Medida provisória que torna permanente a desoneração para 59 setores vai agora à sanção da presidente…

O Globo

Manchete : Três dias após eleição, BC surpreende e sobe juros

Copom cita riscos para a inflação no ano que vem e em 2016

Selic era mantida em 11% desde maio e agora foi elevada para 11,25%. Com PIB fraco, especialistas previam aumento da taxa só em 2015. Diretoria vota dividida: três defenderam manutenção e cinco, a elevação

Na sua primeira reunião após a reeleição da presidente Dilma Rousseff, o Comitê de Política Monetária (Copom) do Banco Central decidiu elevar a taxa básica de juros Selic para 11,25% ao ano, surpreendendo o mercado, que previa aumento só no ano que vem. Para analistas, mesmo com a economia ainda muito fraca, o governo quis dar um sinal ao mercado de que estará mais preocupado com o controle da inflação neste segundo mandato. (Pág. 25)

Senado ameaça também derrotar Dilma

Renan diz que criação de conselhos populares, rejeitada na Câmara, dificilmente passará na Casa

O governo federal deverá sofrer nova derrota no Congresso, caso insista em aprovar o decreto que cria conselhos populares. O presidente do Senado, Renan Calheiros (PMDB-AL), disse ontem que há muita resistência na Casa, onde a iniciativa do Planalto “dificilmente passará”. Na véspera, a Câmara dos Deputados já havia derrubado a proposta. Parlamentares da base e da oposição veem como tentativas de atropelar o Congresso não só a criação dos conselhos como a vontade da presidente Dilma de aprovar a reforma política por plebiscito. Eles prometem reagir e medir forças com o Executivo. (Pág. 6)

PMDB dá aval para Cunha tomar do PT a direção da Câmara

Deputado foi autorizado pelo partido a negociar a formação de um bloco que viabilize sua eleição à presidência da Câmara em 2015. Segundo Cunha, “não há ânimo” na bancada para rodízio com o PT no cargo. (Pág. 6)

Deputados da bancada ruralista convocam ministros

Os ministros Edison Lobão (Minas e Energia) e Neri Geller (Agricultura) foram convocados para dar explicações à Câmara. (Pág. 6)

Economia dos EUA está recuperada, diz Fed (Pág. 25)

Escândalos na Petrobras – Delatores devolverão R$ 175 milhões desviados

Delatores da corrupção na Petrobras se comprometeram a devolver R$ 175 milhões desviados.
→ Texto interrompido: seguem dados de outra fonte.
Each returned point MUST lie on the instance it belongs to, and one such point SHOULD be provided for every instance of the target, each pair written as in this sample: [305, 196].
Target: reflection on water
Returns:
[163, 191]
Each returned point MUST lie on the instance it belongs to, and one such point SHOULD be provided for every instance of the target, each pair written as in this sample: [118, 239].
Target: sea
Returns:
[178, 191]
Só o doleiro Youssef e o ex-diretor Paulo Roberto Costa, juntos, deverão ressarcir os cofres públicos em R$ 125 milhões. (Pág. 3)

Até a mandioca foi superfaturada (Pág. 3)
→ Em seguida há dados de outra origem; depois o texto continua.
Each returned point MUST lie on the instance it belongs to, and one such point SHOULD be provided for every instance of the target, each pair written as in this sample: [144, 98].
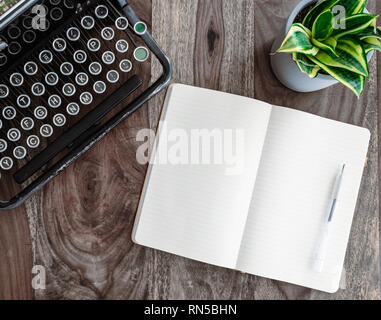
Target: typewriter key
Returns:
[101, 12]
[125, 65]
[33, 141]
[121, 23]
[4, 91]
[99, 87]
[59, 120]
[51, 78]
[121, 46]
[19, 152]
[3, 145]
[46, 130]
[73, 34]
[29, 36]
[72, 109]
[9, 113]
[14, 134]
[66, 68]
[6, 163]
[30, 68]
[40, 113]
[87, 22]
[82, 79]
[108, 57]
[27, 123]
[95, 68]
[23, 101]
[16, 79]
Arrecadação fica abaixo do previsto

Mesmo com o Refis, a arrecadação de tributos federais somou R$ 90,72 bilhões em setembro, abaixo do previsto. O governo já estima que a receita com impostos crescerá menos de 1% este ano. (Pág. 27)

Aprovado alívio na folha de pagamentos

Medida provisória que torna permanente a desoneração para 59 setores vai agora à sanção da presidente. (Pág. 28)

Multas rigorosas entram em vigor

Neste sábado, passa a valer a lei federal que aumenta em até dez vezes (para R$ 1.915,40) as multas por infrações no trânsito, como de ultrapassagens perigosas. (Pág. 10)

No Senado – Avança lei sobre drogas

CCJ aprova definição mais flexível para usuário e também o uso medicinal da maconha. Texto ainda passará por comissões. (Pág. 32)

Ilimar Franco

O PT não vai apitar

A presidente Dilma vai enfrentar o apetite petista na formação do novo governo. Um de seus dirigentes diz que “ela vai fazer um governo de coalizão mesmo”. E os aliados tendem a ter mais peso para “garantir maioria sólida” no Congresso e “eliminar o chororô” eleitoral. Dilma está convencida de que precisa de um Ministério mais forte, cujos ministros tenham representatividade política ou reconhecimento na sociedade. (Pág. 2)

Merval Pereira

Conflito pós-eleitoral

O segundo mandato da presidente Dilma, conseguido aos trancos e barrancos, nem mesmo começou, e o PT já lança a candidatura de Lula para 2018. O PT, fragilizado pelas urnas, precisa sinalizar à militância que existe um Lula no fim do túnel, mesmo com a perspectiva de um governo fraco, que tende a se manter no mesmo rumo por que Dilma não mudará da noite para o dia sua maneira de ver o mundo. (Pág. 4)

Míriam Leitão

Elevação dos juros desmente marketing usado nas eleições. (Pág. 26)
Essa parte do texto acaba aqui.